The structural modeling of peptides can be a useful aid in the discovery of new drugs and a deeper understanding of the molecular mechanisms of life. Here we present a novel multiscale protocol for the structure prediction of linear and cyclic peptides. The protocol combines two main stages: coarse-grained simulations using the CABS-flex standalone package and an all-atom reconstruction-optimization process using the Modeller program. We evaluated the protocol on a set of linear peptides and two sets of cyclic peptides, with cyclization through the backbone and disulfide bonds.
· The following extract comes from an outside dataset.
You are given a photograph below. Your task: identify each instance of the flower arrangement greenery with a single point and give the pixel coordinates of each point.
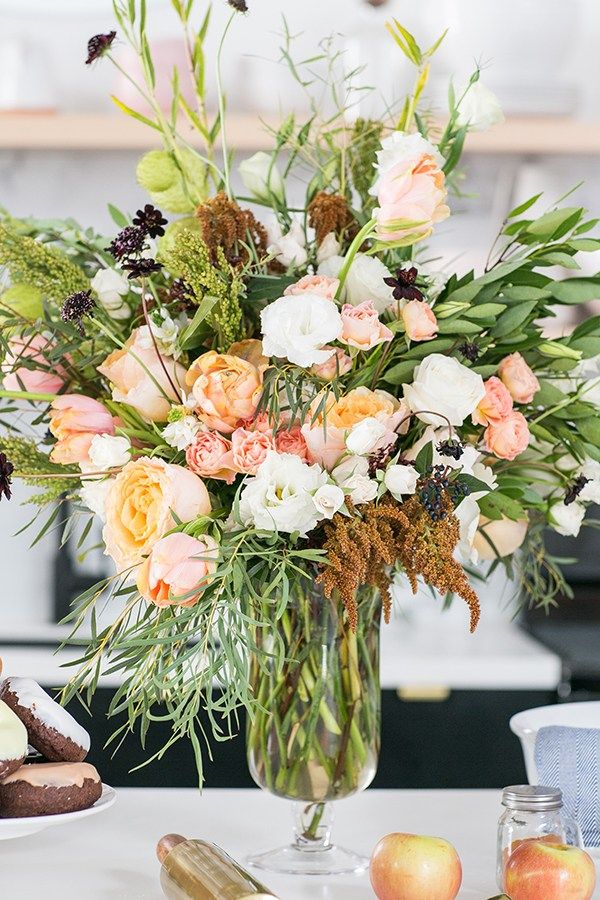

A comparison with other state-of-the-art tools (APPTEST, PEP-FOLD, ESMFold and AlphaFold implementation in ColabFold) shows that for most cases, AlphaFold offers the highest resolution. However, CABS-flex is competitive, particularly when it comes to short linear peptides. As demonstrated, the protocol performance can be further improved by combination with the residue-residue contact prediction method or more efficient scoring. The protocol is included in the CABS-flex standalone package along with online documentation to aid users in predicting the structure of peptides and mini-proteins. © The Author(s) 2024. Published by Oxford University Press.

Citation

Aleksandra Badaczewska-Dawid, Karol Wróblewski, Mateusz Kurcinski, Sebastian Kmiecik. Structure prediction of linear and cyclic peptides using CABS-flex. Briefings in bioinformatics. 2024 Jan 22;25(2)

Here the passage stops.